The shortcomings of the Obama administration were more accurately summed up by Robert Kuttner for The Huffington Post:

But even a dire economic crisis and a Republican blockade of needed remedies have not fundamentally altered the temperament, trajectory, or tactical instincts of this surprisingly aloof  president.  He has not been willing or able to use his office to move public opinion in a direction that favors more activism.  Nor has Obama, for the most part, seized partisan and ideological opportunities that hapless Republicans and clueless corporate executives keep lobbing him like so many high, hanging curve balls.

*   *   *

But despite our hopes, Barack Obama is unlikely to offer bolder policies or give tougher speeches any time soon, even as threats of a double-dip recession and an electoral blowout in November loom.  This is just not who he is.  If the worst economic crisis in eight decades were going to change his assumptions about how to govern and how to lead, it would have done so by now.

*   *   *

I have also watched Obama’s loyal opposition –people like Joseph Stiglitz, Paul Krugman, Elizabeth Warren, Sheila Bair — be proven right by events, again and again.  So there are alternative paths, as there always are.  But the White House has disdained them.

And I’ve noticed that it is the populists among Democratic elected officials who are best defended against defeat in November.  That tells you something, too.  Why should the project of rallying the common people against elites in Washington, on Wall Street, and in the media, be ceded to the far right?  But that is what this White House is doing.

E. J. Dionne of The Washington Post demonstrated a good understanding of why independent voters have become fed up with Obama and how this has ballooned into a larger issue of anti-Democrat sentiment:

On the one hand, independent voters are turning on them.  Democratic House candidates enjoyed a 51 percent to 43 percent advantage over Republicans in 2008.  This time, the polls show independents tilting Republican by substantial margins.

But Democrats are also suffering from a lack of enthusiasm among their own supporters.  Poll after poll has shown that while Republicans are eager to cast ballots, many Democrats seem inclined to sit out this election.

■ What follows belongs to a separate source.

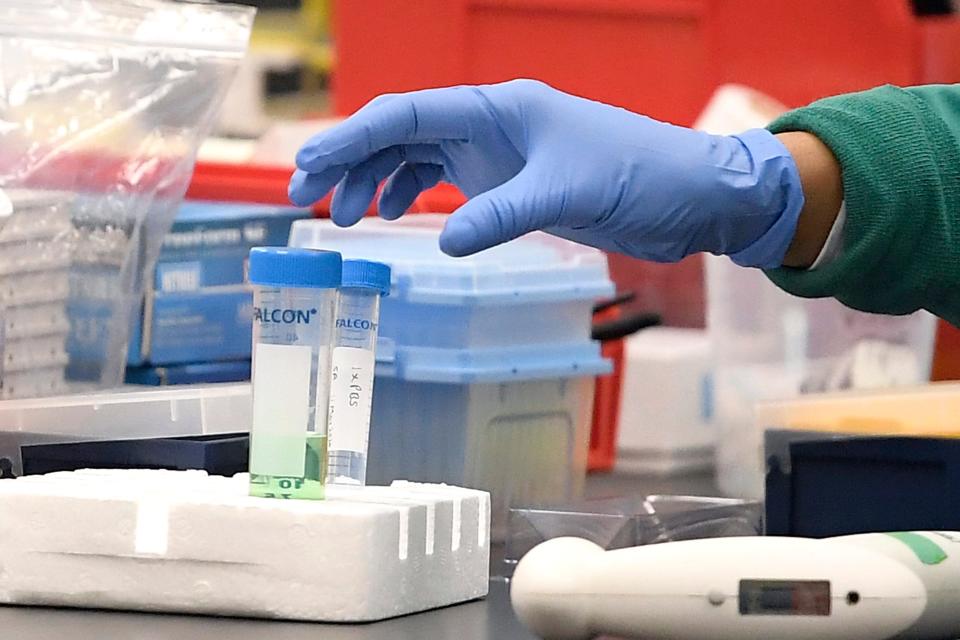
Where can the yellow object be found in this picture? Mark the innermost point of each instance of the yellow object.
(931, 410)
(303, 34)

The apathy of the rank-and-file Democrats and the alienation of the independents is best explained by the Administration’s faux-reform agenda.  The so-called healthcare “reform” bill turned out to be a giveaway to big pharma and the health insurance industry.  Worse yet, the financial “reform” bill not only turned out to be a hoax – it did nothing to address systemic risk.  In other words, if one of those five “untouchable” Wall Street banks fails, it will take the entire financial system down with it — in the absence of another huge, trillion-dollar bailout from the taxpayers.

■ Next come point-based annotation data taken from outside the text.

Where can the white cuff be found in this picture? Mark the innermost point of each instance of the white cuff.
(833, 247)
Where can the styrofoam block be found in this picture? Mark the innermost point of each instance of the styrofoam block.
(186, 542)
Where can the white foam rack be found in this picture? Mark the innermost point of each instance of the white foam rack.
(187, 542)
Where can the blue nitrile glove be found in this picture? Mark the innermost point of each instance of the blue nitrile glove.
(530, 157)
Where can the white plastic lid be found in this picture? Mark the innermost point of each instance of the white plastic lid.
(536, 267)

Mike Konczal of the Roosevelt Institute documented the extent to which Obama’s Treasury Department undermined the financial reform bill at every step:

Examples?  Off the top of my head, ones with a paper trail:  They fought the Collins amendment for quality of bank capital, fought leverage requirements like a 15-to-1 cap, fought prefunding the resolution mechanism, fought Section 716removed foreign exchange swaps and introduced end user exemption from derivative language between the Obama white paper and the House Bill, believed they could have gotten the SAFE Banking Amendment to break up the banks but didn’t try, pushed against the full Audit the Fed and encouraged the Scott Brown deal. spinning out swap desks,

You can agree or disagree with any number of those items, think they are brilliant or dumb, reasonable or a pipe dream.  But what is worth noting is that they always end up leaving their fingerprints on the side of less structural reform and in favor of the status quo on Wall Street.

The Obama administration is apparently operating from the mistaken perspective that the voters are too stupid to see through their antics.  Sending Joe Biden to appear on Jay Leno’s Tonight Show to dissuade the public from considering the motives of politicians will not solve the administration’s problem of sinking approval ratings.